Rotor-2 Volgograd
- Full name: Football Club Rotor-2 Volgograd
- Founded: 1992
- Ground: Zenit Stadium
- Capacity: 3,586
- Chairman: Vasili Andrushchenko
- Manager: Valeri Burlachenko
- League: Russian Second League, Division B, Zone 3
- 2025: 13th
- Website: rotor-vlg.com

= FC Rotor-2 Volgograd =

Russian football club

FC Rotor-2 Volgograd (ФК «Ротор-Волгоград-2» Волгоград) is a Russian football team based in Volgograd. It is the farm club for FC Rotor Volgograd.
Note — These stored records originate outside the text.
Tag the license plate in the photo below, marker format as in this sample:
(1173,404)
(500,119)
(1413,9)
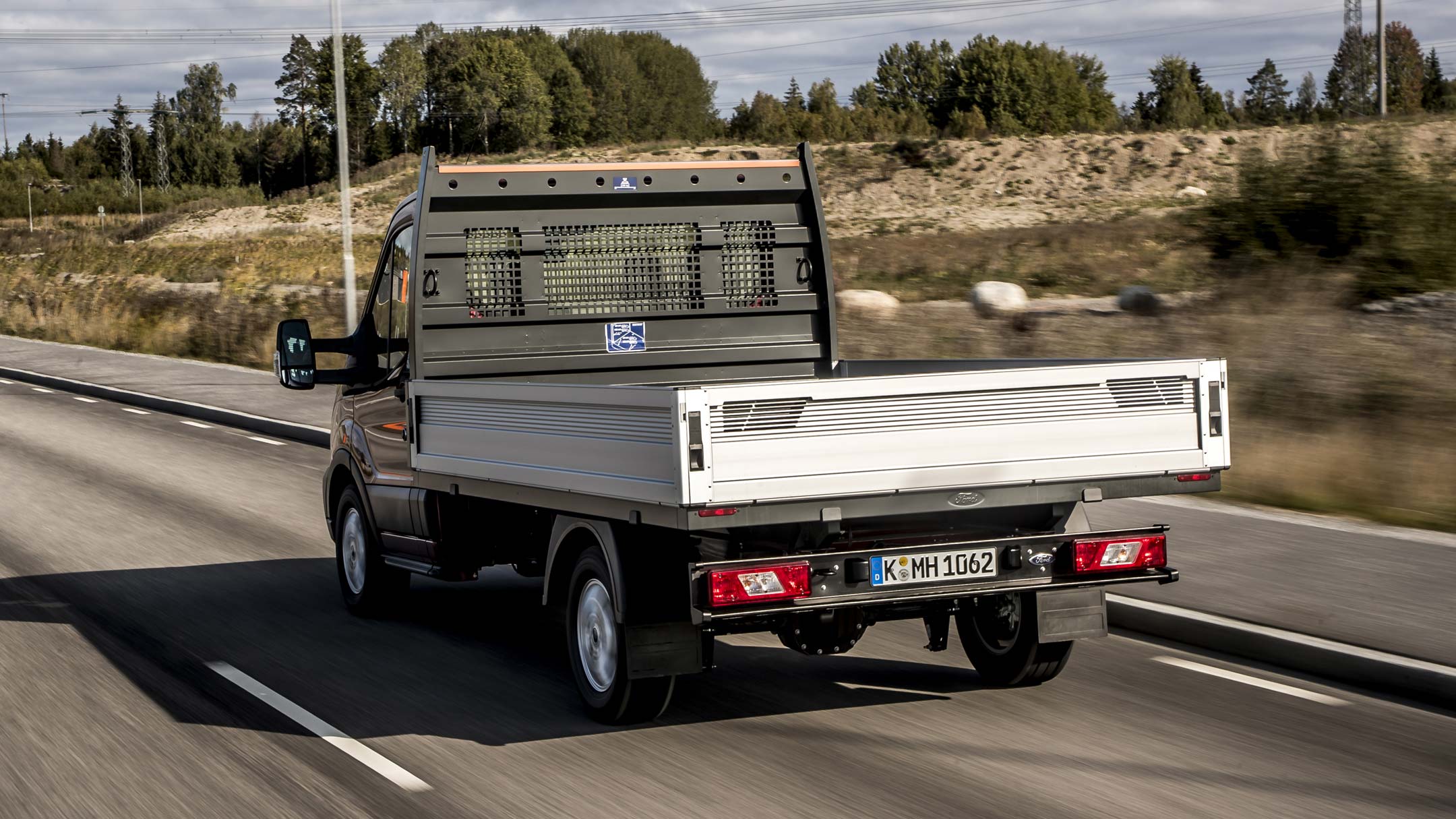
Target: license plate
(928,568)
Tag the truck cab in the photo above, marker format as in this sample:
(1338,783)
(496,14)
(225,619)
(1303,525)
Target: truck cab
(624,380)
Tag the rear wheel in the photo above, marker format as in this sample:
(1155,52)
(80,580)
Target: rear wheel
(999,636)
(597,650)
(369,586)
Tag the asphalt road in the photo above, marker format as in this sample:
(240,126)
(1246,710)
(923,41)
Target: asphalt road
(138,548)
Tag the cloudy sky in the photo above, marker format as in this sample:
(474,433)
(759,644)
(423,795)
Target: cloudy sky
(65,56)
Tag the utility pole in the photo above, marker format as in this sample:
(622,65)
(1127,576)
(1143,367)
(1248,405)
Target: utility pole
(342,131)
(1379,25)
(1354,24)
(5,124)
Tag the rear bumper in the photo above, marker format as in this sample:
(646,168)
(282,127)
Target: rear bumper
(832,589)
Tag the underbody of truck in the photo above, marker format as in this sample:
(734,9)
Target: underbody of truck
(625,380)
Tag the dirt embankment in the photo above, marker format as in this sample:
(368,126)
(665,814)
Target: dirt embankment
(921,187)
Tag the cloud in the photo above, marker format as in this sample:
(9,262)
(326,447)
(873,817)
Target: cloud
(1226,37)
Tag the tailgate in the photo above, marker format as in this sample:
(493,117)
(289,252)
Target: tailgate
(960,429)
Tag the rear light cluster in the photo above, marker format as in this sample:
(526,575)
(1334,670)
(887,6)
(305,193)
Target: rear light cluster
(1122,554)
(759,583)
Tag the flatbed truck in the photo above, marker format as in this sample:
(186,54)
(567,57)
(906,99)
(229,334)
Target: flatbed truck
(625,380)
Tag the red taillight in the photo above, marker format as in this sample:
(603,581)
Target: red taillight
(759,583)
(1122,554)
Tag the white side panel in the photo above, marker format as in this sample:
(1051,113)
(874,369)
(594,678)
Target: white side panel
(603,440)
(1216,400)
(876,435)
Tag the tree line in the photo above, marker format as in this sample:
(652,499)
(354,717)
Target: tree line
(494,91)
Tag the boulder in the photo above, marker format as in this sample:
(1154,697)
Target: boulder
(1141,301)
(995,299)
(868,301)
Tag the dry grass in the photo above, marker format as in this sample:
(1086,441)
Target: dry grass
(1081,258)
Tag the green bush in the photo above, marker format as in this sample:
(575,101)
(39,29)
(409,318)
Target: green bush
(1349,204)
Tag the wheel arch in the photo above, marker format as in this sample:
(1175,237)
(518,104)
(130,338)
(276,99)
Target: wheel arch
(570,537)
(342,474)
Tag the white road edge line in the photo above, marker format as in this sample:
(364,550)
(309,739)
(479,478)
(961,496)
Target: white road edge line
(855,687)
(1254,681)
(324,731)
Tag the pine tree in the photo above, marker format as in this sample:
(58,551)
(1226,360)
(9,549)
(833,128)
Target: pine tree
(1434,92)
(1308,98)
(121,131)
(794,98)
(1176,102)
(1404,69)
(1267,100)
(1352,78)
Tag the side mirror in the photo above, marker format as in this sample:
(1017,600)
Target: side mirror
(293,357)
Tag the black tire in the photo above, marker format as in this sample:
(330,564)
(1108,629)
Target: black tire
(999,636)
(592,633)
(370,588)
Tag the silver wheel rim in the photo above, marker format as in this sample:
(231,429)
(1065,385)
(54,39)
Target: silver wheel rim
(597,636)
(351,550)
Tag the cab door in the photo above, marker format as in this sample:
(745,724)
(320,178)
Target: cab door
(380,410)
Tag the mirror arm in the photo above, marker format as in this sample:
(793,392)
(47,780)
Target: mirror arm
(346,376)
(346,344)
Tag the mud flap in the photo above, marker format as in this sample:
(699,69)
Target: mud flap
(665,649)
(1070,614)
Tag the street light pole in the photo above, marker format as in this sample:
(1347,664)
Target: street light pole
(5,126)
(341,130)
(1379,28)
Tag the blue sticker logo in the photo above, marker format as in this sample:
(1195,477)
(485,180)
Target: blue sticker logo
(626,337)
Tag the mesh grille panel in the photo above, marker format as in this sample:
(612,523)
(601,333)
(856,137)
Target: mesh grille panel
(749,264)
(493,272)
(624,268)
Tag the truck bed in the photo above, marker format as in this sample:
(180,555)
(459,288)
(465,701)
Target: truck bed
(923,426)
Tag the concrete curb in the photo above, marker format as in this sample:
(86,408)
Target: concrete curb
(1366,668)
(302,433)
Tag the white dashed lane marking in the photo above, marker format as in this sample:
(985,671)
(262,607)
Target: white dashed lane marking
(334,736)
(1254,681)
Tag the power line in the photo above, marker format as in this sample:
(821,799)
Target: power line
(138,65)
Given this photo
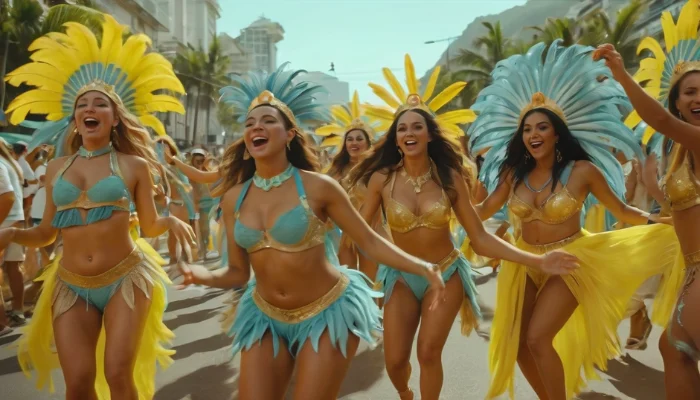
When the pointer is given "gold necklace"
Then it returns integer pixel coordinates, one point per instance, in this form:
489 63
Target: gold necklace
419 181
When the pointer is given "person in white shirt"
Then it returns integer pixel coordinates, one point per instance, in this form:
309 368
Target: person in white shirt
14 253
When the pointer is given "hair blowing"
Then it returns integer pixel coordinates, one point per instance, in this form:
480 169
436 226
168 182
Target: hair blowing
235 169
443 152
341 161
520 165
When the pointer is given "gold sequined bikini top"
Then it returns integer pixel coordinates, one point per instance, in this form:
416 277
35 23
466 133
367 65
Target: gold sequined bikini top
403 220
682 189
556 209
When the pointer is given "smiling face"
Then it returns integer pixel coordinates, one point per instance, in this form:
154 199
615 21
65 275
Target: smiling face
356 143
688 102
539 136
265 132
95 116
412 134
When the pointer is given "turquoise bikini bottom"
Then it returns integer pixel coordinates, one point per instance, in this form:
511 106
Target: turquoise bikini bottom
676 325
348 308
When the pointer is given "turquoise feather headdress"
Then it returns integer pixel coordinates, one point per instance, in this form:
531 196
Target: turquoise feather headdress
66 65
278 89
567 82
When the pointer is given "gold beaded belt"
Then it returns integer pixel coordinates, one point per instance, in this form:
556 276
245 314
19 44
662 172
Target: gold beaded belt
547 247
106 278
305 312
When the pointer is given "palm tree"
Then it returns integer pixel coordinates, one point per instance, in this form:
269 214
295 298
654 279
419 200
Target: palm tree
24 22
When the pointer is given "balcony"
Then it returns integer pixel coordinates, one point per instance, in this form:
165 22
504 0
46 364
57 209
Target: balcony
149 11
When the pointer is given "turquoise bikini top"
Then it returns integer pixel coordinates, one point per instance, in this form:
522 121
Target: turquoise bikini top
296 230
104 197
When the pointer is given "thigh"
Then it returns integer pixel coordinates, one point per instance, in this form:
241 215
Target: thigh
124 328
320 374
401 318
554 306
75 333
262 375
436 324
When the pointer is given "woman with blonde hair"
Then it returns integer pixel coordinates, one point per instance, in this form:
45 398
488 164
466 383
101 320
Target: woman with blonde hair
100 313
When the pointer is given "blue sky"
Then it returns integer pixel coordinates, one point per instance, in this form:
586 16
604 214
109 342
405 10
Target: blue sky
360 36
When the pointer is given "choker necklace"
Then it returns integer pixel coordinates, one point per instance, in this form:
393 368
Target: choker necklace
89 154
527 184
418 182
267 184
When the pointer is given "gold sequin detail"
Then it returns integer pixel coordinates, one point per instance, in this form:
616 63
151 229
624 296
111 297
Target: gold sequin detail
306 312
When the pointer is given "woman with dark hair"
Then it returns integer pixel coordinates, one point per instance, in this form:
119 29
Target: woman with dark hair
549 124
353 145
673 77
303 310
417 175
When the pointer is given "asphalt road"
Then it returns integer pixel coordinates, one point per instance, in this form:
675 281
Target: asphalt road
203 369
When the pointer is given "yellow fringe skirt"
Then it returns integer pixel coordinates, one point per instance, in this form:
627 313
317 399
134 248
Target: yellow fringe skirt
612 266
141 270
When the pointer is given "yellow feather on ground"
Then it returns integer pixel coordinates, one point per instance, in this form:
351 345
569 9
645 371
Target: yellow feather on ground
394 84
411 81
446 95
432 82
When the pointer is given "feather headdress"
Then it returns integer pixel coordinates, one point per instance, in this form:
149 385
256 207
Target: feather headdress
347 118
663 69
411 98
278 89
569 83
66 65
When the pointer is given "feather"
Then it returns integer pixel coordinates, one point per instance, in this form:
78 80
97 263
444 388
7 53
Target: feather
446 95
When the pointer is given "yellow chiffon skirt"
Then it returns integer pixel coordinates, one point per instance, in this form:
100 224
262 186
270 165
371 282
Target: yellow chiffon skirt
36 350
612 266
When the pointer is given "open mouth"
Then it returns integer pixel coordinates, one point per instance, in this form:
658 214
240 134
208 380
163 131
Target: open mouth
259 141
91 123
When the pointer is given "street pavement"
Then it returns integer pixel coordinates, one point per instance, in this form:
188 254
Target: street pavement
204 370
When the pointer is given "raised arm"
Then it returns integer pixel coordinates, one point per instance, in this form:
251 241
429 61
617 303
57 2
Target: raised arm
43 234
599 187
491 246
651 111
237 274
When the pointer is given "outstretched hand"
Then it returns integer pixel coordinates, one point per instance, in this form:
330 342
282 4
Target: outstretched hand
612 58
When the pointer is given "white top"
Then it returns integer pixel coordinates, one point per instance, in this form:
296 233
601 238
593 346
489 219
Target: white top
28 176
9 182
39 202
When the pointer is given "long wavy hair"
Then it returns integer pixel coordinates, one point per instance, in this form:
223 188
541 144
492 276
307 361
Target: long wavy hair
236 169
128 137
679 152
444 152
341 161
520 165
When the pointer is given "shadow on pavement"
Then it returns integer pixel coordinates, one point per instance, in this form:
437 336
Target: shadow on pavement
214 382
366 369
193 301
192 318
212 343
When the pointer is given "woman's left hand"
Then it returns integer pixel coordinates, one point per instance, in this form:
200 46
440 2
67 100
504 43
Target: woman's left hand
184 234
612 58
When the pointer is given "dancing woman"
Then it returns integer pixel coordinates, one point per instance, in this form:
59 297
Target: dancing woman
303 311
549 124
102 304
358 133
675 75
417 175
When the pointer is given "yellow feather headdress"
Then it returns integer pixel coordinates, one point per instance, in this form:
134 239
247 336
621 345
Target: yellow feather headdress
661 71
402 100
347 118
66 65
It previously played professionally as FC Rotor-d Volgograd or FC Rotor-2 Volgograd in the Russian Second Division in 1992–1993, 1998–2000 and 2004 and Russian Third League in 1994–1997. They came in 3rd place in their Second Division zone in 1993. In 2001, the reserves tournament for Russian Premier League was re-established and the reserves team played there while the main team stayed in Premier League.

In 2005, the main Rotor team played under the name of FC Rotor-2 Volgograd, as the parent club had lost their professional licence. Subsequently, Rotor-2 was renamed Rotor, and a Rotor reserve side entered the Volgograd Oblast Championship. Following Rotor's promotion to the second-tier Russian National Football League for the 2017–18 season, the reserve team received professional license for the third-tier Russian Professional Football League. Following Rotor's promotion to Russian Premier League for the 2020–21 season, Rotor-2 left PFL as RPL conducts their own Under-20 league for reserve teams. Rotor was relegated after one season at the top level, and Rotor-2 re-entered PFL for the 2021–22 season. The parent club was itself relegated once again, to the third-tier FNL 2 at the end of the 2021–22 season, making Rotor-2 ineligible to play in the same league.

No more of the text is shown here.